Prelabour rupture of membranes or also known as premature rupture of membranes is when a patient who is beyond 37 weeks has ruptured her membranes (‘water bag breaks’) without having any contractions. This occurs in about 8% of term pregnancies. 1 Most women with prelabour rupture of membranes with spontaneous go into labour and deliver within 24, 48 and 72 hours of rupture of membranes in 70, 80 and 95% of women respectively. 2
Whereas, preterm premature rupture of membranes (PPROM) refers to rupture of membranes prior to 37 weeks. This occurs in about 3% of all pregnancies and is associated with 30-40% of preterm deliveries. Spontaneous rupture of membranes (SROM) is rupture of membranes after or with the onset of labour.
What is the cause of prelabour rupture of membranes?
This is usually due to the normal physiological process of natural breakdown of cell and structure over time. As term approaches, uterine activity and Braxton-Hicks contractions increase. This repetitive process will lead to stretching and weakening of the membranes at the neck of the womb causing some part of the membranes to prolapse downwards and rupture leading to prelabour rupture of membranes.
How is the diagnosis of prelabour rupture of membranes is made?
Based on your symptoms which is suggestive includes sudden ‘gush of fluid’ coming out of your vagina or excessive watery vaginal discharge, your doctor will do an internal examination no you. He/ she will insert a speculum inside your vagina.
A diagnosis of prelabour rupture of membranes could be made if there is obvious fluid pooling inside your vagina during the examination. However, sometimes this pooling of amniotic fluid is not obvious and your doctor may need to do other bed side test such as using Nitrazine paper. Unfortunately, blood in your vagina could contaminate your nitrazine paper and give a false positive result.
Is there a specific vaginal swab test that my doctor could do to confirm the diagnosis of prelabour rupture of membranes?
Occasionally, there is no obvious pooling of amniotic fluid in your vagina. In order to confirm whether you have prelabour rupture of membranes or not, your doctor could do a specialized vaginal swab tests called Amnisure or Actin PROM. Ask your doctor about it.
How are the possible complications of prelabour rupture of membranes?
- Increase risk of infection which for both you and your baby.
- Your baby may be distressed.
How is prelabour rupture of membranes is managed? Could I wait for my natural labour to occur or should I proceed with induction of labour?
There are basically two options to manage prelabour rupture of membranes i.e expectant manage where your will wait for labour to spontaneously occur or induction of labour. This should be discussed with your doctor taking into consideration your overall clinical picture. However, there is clear evidence to show that women known to be carrier of Group B Streptococcus should be immediately induced with oxytocin as expectant management was associated with three to four-fold increased risk of infection to the baby.1
Is there any scientific evidence for management of prelabour rupture of membranes?

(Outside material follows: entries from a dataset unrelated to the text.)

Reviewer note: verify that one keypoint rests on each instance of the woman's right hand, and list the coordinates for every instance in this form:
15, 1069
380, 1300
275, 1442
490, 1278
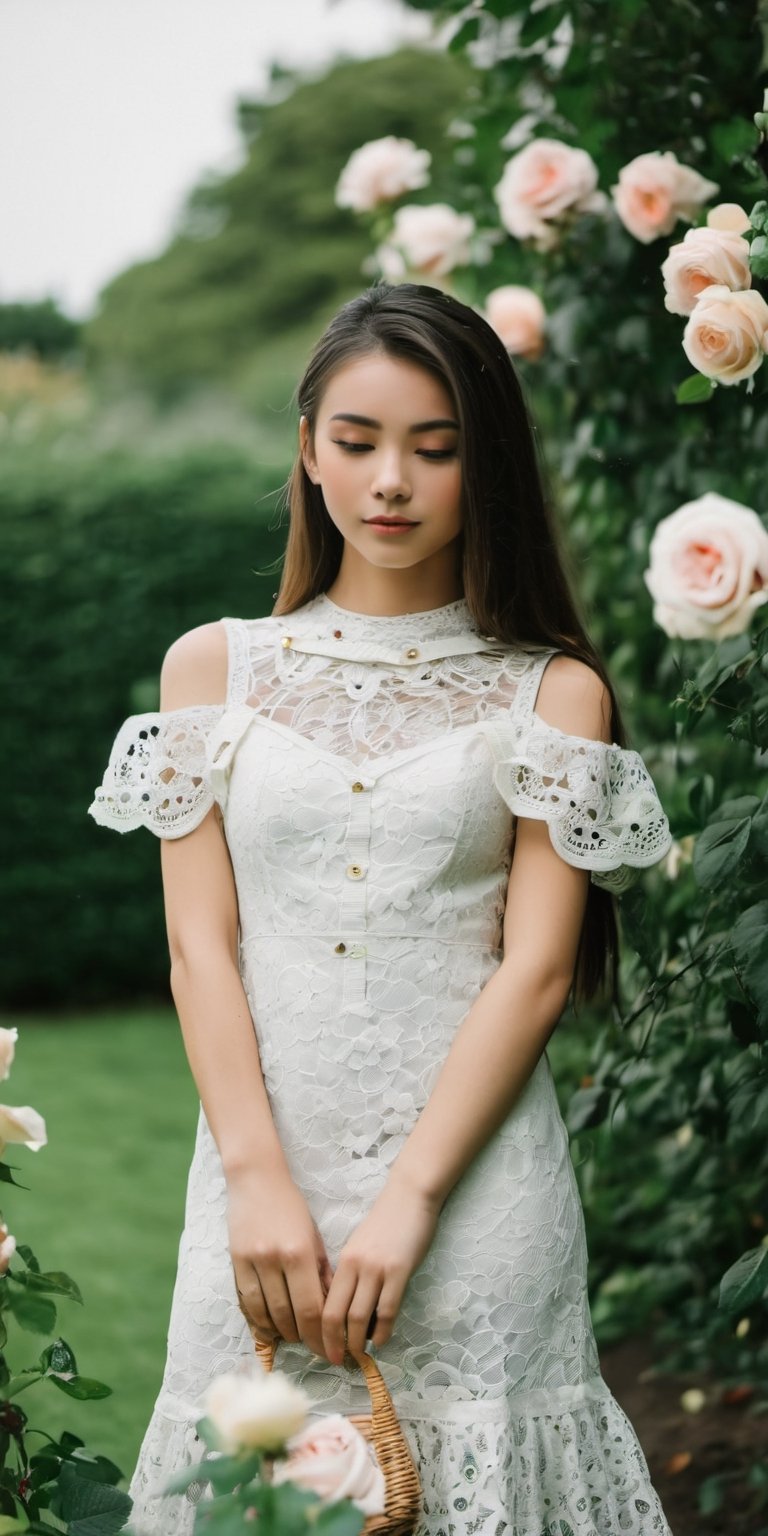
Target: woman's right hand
280, 1261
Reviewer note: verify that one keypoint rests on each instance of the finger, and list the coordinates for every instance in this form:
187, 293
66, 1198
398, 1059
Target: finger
255, 1310
338, 1300
278, 1303
361, 1310
307, 1300
387, 1309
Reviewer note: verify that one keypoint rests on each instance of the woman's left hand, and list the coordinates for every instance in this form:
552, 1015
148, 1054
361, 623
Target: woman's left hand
374, 1269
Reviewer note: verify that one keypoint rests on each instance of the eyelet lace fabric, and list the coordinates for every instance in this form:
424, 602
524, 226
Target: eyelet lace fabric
369, 773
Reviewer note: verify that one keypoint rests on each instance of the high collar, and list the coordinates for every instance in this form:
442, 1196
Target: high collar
323, 628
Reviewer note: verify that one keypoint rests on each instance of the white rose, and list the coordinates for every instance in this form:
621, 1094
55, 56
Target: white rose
708, 569
518, 317
255, 1412
655, 191
332, 1459
23, 1125
728, 215
381, 171
8, 1039
544, 182
6, 1249
704, 257
727, 334
432, 238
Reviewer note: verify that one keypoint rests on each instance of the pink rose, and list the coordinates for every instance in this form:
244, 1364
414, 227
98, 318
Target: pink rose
332, 1459
518, 317
708, 569
19, 1123
541, 183
429, 238
381, 171
728, 215
702, 258
727, 335
655, 191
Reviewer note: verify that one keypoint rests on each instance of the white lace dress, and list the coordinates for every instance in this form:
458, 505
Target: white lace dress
370, 771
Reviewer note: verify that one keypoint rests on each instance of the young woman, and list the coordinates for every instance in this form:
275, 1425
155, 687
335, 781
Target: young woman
393, 817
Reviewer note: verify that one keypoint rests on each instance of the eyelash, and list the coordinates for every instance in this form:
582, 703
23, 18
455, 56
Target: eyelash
426, 453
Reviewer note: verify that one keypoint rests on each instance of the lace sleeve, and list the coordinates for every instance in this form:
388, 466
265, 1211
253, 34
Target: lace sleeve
598, 801
157, 773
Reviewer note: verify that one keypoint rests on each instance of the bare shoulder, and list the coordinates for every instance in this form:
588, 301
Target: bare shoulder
195, 668
573, 698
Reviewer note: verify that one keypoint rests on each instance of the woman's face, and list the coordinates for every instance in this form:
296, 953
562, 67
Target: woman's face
386, 455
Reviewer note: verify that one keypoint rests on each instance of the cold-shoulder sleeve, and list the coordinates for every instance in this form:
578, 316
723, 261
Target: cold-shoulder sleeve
598, 801
157, 773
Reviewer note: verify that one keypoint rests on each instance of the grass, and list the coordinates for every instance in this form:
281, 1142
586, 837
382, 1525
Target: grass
105, 1203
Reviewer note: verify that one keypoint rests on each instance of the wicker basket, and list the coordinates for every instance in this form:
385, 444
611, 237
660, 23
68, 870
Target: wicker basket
381, 1429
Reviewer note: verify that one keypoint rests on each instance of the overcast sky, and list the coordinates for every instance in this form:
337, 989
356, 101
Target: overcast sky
111, 109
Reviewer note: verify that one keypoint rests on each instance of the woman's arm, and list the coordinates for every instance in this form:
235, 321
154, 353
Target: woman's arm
278, 1257
492, 1056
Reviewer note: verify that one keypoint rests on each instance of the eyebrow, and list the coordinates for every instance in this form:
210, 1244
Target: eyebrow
420, 426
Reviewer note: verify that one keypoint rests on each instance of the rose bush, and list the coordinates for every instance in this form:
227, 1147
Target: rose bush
655, 191
708, 569
727, 334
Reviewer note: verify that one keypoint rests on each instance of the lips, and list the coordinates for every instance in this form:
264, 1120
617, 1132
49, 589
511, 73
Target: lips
390, 523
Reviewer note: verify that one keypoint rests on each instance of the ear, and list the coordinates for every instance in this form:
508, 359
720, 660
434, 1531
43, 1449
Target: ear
307, 456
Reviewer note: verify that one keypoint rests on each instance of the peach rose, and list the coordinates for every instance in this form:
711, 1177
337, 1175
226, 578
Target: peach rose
727, 335
655, 191
332, 1459
6, 1249
708, 569
541, 183
704, 257
432, 238
518, 317
8, 1039
728, 215
19, 1123
380, 171
254, 1412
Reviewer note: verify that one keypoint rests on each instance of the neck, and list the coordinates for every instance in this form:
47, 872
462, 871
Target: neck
370, 589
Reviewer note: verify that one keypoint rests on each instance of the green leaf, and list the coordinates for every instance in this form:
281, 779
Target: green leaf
34, 1314
89, 1509
59, 1357
80, 1387
750, 946
745, 1281
719, 851
25, 1252
695, 390
587, 1108
759, 257
759, 215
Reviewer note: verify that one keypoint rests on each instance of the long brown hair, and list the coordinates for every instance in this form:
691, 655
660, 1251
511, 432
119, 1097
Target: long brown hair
516, 573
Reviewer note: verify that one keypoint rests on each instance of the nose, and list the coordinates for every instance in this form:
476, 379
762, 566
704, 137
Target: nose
390, 480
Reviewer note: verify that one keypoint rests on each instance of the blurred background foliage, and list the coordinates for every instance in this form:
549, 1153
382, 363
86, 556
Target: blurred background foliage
140, 476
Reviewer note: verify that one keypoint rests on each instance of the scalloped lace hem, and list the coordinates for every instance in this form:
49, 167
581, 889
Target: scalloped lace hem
562, 1463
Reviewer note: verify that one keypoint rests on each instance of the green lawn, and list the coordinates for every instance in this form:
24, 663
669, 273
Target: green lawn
105, 1203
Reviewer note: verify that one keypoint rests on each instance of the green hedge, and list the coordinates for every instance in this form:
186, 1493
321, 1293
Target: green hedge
102, 566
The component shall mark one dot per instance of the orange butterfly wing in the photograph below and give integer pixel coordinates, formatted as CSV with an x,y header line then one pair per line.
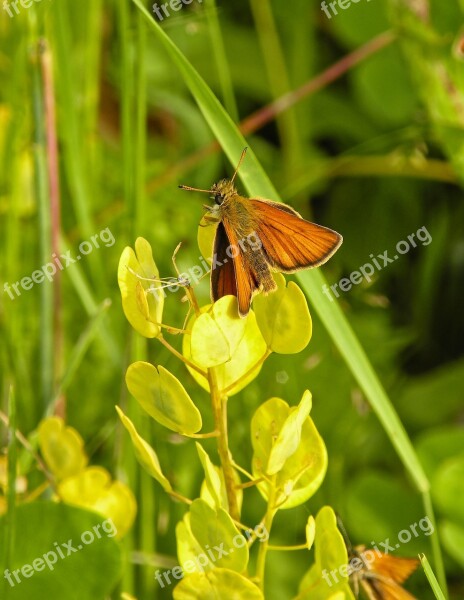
x,y
222,277
235,276
381,581
290,242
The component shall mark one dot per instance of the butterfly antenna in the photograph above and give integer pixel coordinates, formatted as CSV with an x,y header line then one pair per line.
x,y
244,151
190,189
346,539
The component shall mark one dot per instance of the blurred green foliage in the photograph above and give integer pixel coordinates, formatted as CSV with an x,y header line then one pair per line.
x,y
376,155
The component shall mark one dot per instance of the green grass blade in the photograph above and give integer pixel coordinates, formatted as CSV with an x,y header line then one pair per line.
x,y
431,577
78,353
225,78
258,184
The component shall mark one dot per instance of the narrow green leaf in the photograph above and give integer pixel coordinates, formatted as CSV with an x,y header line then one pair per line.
x,y
213,481
431,577
144,452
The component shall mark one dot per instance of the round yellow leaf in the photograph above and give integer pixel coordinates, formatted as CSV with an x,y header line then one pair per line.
x,y
163,397
62,448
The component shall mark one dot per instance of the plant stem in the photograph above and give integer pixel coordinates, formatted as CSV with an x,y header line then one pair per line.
x,y
182,358
219,403
248,373
267,522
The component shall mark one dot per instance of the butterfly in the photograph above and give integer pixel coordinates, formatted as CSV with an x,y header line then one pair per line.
x,y
254,237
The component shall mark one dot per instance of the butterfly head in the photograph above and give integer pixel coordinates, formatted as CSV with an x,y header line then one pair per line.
x,y
223,190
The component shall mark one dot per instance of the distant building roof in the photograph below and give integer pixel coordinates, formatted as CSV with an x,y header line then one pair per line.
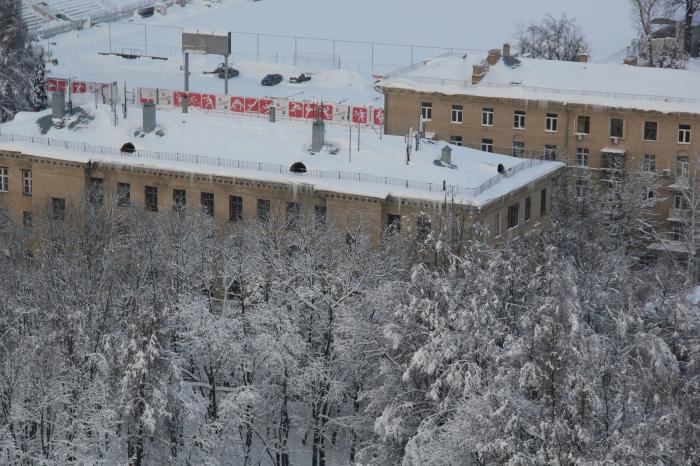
x,y
625,86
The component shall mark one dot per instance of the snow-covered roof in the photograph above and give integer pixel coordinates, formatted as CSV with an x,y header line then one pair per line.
x,y
621,86
255,148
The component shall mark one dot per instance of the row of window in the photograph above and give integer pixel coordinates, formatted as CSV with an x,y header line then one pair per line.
x,y
513,218
551,123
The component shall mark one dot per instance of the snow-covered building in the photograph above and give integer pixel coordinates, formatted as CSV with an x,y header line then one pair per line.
x,y
240,168
590,116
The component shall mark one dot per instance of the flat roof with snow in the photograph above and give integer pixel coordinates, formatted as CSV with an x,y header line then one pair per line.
x,y
620,86
257,149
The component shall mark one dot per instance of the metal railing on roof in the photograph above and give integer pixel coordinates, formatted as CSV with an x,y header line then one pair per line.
x,y
220,162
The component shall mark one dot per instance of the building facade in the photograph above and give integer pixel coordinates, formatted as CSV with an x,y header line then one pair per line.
x,y
33,186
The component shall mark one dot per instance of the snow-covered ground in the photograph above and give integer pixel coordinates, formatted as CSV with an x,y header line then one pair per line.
x,y
443,23
284,143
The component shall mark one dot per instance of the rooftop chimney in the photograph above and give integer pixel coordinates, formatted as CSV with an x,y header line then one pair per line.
x,y
149,117
506,50
494,55
58,104
478,73
317,136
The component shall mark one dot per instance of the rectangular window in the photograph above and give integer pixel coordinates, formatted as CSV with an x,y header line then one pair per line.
x,y
528,208
583,125
207,203
426,111
96,194
486,117
151,194
58,208
617,126
423,227
582,155
513,212
27,182
179,199
393,222
650,130
518,148
235,208
123,194
320,214
293,214
550,152
457,114
543,202
649,163
263,210
4,180
684,134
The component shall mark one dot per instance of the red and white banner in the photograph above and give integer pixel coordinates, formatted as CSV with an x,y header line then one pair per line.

Prior to the 1980s, women with prelabour rupture of membranes had induction of labour immediately due to the belief of associated increased risk of infection to the mother and baby. Subsequently, a more conservative approach of expectant management i.e wait for the labour to spontaneously was adopted as observational studies at that time have showed low rate of infection in the expectant group and increased risk of caesarean section in the group of patients where induction of labour were done.3,4
However, following this several propective randomized trials have refuted the above stating that induction of labour for PROM at term with even unfavourable cervix is not associated with higher rate of caesarean section and is associated with reduce risk of maternal infection. 2,5,6
1.Jones G. Pre-Labour Rupture of the Membranes. Obstetrics and Gynaecology. An evidence-based text for MRCOG. Ed. Luesley and Baker. Arnold Publisher, London 2004. Chapter 22: 297-302.
2.Hannah ME, Ohlsson A et al. Induction of Labour compared to expectant management for prelabour rupture of membranes at term TERMPROM Study Group. N Eng J Med 1996 April 18; 334(16): 1005 – 1010.
3.Duff P, Huff RW et al. Management of premature rupture of membranes and unfavourable cervix in term pregnancies. Obstet Gynecol 1984 May; 63(5):697-702.
4.Morales WJ, Lazar AJ. Expectant management of rupture of membranes at term. South Med J 1986 Aug; 79(8):955-8.
5. Wagner MV, Chin VP, Peters CJ et al. A comparison of early and delayed induction of labour with spontaneous rupture of membranes at term. Obstet Gynecol 1989 Jul; 74(1): 93-7.
6.Dare M, Middleton P. Planned early Birth vs expectant management (waiting) for prelabour rupture of membranes at term. Cochrane Database Syst Rev. 2006 Jan 25;(1): CD005302.